Rubio’s rhetoric in any case also fits a broader trend: an American return to Monroeism (or to a strange new version of it), and, moreover, to what Eric Hobsbawm famously called “The Age of Empire” (1875–1914). Threats against Greenland, military interventions in South America (as recently seen in Venezuela), and the declaration, by Western leaders at Davos, that the US-centric order is “over” all point to major changes and a return to crude unmasked imperialism.
Rubio’s somewhat anachronic fixation on “communism” in the Global South is equally revealing. Whatever one thinks of the socialist period, and its many failures and contradictions, the Soviet Union undeniably supported anti-colonial movements. And large parts of the Global South remember it. This fact bears a positive impact on positive Russian relations with African countries, for instance, to this day. To frame decolonization as a sinister communist plot is therefore to rewrite history quite blatantly. It also legitimizes present American actions, from economic strangulation to regime-change fantasies, including, again, recent developments in Venezuela and Cuba.

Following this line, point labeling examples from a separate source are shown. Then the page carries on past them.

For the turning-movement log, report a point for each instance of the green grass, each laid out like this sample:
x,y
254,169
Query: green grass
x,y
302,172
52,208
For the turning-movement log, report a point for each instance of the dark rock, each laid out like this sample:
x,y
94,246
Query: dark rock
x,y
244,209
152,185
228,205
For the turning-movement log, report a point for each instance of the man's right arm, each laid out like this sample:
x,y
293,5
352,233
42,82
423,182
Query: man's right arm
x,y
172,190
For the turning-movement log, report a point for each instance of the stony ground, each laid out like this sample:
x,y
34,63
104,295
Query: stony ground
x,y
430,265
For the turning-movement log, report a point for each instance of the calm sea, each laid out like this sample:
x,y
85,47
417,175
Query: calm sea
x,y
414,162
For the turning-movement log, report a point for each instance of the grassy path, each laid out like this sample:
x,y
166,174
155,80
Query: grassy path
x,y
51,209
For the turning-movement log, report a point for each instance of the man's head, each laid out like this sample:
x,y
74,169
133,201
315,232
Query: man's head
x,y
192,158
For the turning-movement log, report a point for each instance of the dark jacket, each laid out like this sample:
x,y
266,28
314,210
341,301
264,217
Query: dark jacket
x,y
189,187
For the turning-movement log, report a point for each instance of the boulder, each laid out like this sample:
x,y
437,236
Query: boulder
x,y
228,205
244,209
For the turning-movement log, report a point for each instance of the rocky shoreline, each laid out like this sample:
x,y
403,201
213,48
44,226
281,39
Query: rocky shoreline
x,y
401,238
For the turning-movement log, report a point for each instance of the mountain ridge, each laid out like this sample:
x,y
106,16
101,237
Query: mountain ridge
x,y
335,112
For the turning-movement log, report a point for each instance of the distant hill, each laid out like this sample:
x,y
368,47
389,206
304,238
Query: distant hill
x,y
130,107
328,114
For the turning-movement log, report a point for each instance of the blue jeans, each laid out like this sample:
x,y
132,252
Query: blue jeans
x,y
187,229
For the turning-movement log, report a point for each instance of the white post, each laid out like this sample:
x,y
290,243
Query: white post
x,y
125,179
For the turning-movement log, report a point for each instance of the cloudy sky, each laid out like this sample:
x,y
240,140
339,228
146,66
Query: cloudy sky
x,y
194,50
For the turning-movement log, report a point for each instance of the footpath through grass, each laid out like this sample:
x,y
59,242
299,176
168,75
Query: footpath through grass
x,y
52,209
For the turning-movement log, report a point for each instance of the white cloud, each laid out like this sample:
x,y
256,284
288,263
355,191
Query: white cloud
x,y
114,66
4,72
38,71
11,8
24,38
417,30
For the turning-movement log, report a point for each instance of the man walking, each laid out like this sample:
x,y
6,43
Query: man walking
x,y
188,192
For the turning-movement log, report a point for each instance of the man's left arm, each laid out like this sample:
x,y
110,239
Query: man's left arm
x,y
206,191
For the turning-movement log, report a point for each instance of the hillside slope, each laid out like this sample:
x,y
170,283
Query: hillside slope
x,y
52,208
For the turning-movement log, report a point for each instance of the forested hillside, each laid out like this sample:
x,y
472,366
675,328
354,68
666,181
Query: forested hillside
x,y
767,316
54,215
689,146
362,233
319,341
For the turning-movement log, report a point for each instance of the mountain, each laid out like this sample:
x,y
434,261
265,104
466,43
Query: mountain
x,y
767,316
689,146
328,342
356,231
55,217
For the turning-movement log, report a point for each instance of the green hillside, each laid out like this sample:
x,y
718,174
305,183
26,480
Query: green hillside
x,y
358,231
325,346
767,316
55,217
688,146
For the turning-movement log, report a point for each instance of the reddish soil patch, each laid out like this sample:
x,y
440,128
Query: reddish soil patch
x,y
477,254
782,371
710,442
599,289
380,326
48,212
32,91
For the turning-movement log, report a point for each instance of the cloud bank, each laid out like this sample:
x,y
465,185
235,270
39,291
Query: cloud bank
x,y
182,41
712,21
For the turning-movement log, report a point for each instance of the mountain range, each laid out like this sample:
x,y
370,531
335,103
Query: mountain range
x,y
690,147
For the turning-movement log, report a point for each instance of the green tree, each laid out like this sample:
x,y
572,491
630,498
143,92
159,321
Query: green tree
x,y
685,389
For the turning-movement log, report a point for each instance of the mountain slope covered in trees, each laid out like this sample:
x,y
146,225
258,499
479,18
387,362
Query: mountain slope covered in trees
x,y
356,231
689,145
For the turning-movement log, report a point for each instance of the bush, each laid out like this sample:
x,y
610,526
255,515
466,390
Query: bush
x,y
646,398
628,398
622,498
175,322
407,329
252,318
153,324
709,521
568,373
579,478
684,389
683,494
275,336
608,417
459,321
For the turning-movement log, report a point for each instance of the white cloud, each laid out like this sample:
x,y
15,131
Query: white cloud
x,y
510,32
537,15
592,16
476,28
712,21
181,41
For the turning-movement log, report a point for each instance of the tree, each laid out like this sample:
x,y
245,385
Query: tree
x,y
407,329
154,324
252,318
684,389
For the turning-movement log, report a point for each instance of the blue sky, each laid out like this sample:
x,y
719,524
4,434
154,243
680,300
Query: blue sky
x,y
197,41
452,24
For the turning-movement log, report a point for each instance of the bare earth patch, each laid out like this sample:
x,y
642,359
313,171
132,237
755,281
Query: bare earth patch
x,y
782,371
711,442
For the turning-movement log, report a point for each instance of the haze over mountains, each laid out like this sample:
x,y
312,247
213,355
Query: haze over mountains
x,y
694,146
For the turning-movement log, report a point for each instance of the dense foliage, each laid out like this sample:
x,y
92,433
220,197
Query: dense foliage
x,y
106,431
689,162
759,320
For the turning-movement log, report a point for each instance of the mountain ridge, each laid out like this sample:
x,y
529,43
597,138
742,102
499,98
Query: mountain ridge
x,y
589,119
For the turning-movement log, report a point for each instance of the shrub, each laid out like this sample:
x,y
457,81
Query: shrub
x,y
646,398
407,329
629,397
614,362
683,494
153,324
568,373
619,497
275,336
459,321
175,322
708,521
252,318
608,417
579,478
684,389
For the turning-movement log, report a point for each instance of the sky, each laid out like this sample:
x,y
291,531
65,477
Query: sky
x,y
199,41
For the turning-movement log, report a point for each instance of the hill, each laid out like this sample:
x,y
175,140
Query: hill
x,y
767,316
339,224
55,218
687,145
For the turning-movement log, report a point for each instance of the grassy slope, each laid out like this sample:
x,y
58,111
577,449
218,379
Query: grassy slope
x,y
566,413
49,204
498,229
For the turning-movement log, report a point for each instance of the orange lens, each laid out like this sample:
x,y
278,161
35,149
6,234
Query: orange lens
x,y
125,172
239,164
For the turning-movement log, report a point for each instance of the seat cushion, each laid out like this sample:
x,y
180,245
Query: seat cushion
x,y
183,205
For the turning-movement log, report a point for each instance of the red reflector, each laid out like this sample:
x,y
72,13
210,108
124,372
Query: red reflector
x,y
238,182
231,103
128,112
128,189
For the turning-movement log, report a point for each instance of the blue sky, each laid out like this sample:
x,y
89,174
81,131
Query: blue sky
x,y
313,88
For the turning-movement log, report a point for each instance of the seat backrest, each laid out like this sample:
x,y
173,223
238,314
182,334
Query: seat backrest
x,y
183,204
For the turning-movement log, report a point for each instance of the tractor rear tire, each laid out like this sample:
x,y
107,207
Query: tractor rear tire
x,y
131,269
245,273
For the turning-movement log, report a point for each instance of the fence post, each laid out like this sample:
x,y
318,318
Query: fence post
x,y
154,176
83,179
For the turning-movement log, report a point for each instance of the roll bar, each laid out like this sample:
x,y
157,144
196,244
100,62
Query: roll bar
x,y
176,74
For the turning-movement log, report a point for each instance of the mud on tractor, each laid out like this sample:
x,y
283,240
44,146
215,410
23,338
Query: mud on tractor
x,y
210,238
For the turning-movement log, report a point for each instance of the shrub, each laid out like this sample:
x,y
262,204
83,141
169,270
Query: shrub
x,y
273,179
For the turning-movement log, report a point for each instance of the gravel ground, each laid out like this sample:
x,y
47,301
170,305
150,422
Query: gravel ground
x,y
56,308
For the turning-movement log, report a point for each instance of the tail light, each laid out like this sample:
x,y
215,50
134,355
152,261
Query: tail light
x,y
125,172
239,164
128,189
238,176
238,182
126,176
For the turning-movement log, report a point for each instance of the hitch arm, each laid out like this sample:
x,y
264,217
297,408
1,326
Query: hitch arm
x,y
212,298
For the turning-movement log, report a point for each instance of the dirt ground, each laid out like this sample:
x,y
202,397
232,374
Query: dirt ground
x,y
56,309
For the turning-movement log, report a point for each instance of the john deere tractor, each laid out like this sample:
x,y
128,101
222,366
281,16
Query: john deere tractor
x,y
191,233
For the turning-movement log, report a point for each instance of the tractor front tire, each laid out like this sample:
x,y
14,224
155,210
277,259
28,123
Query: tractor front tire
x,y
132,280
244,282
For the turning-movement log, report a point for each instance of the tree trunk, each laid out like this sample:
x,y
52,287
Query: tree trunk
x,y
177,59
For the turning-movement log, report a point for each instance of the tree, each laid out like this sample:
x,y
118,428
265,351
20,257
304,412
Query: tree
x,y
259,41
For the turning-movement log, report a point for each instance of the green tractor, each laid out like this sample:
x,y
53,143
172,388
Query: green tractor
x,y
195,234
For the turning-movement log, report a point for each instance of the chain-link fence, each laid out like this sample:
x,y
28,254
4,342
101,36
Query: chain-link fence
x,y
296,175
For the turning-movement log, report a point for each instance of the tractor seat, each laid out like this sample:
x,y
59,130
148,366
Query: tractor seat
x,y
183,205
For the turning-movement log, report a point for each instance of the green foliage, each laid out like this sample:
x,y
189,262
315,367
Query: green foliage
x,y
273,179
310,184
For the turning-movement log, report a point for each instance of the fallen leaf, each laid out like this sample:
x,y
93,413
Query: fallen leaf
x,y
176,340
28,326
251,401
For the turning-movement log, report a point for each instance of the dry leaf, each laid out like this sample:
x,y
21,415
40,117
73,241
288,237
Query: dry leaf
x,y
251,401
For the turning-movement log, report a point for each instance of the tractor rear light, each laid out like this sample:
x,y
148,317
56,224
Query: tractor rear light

One could also add that there is some irony in the very fact that Rubio himself is a Cuban-American. Washington’s neo-colonial and neo-Monroeist stance, in any case, risks backfiring at home, especially among diasporas largely shaped, as they are, by interventionist policies.
The same neocolonial logic is visible elsewhere, as is the case in Trump’s proposals for Palestine - another neocolonial mirage dressed up as pragmatism for peace.
To sum it up, Empire is back - at least in rhetoric and worldview. Rubio’s Munich speech suggests that if the US has its way, the emerging multipolar world order will be nothing but a new Age of Empires. Europe, it seems, has applauded such a vision, thus far, but it may soon discover, once again, that vassalage is not the same as partnership.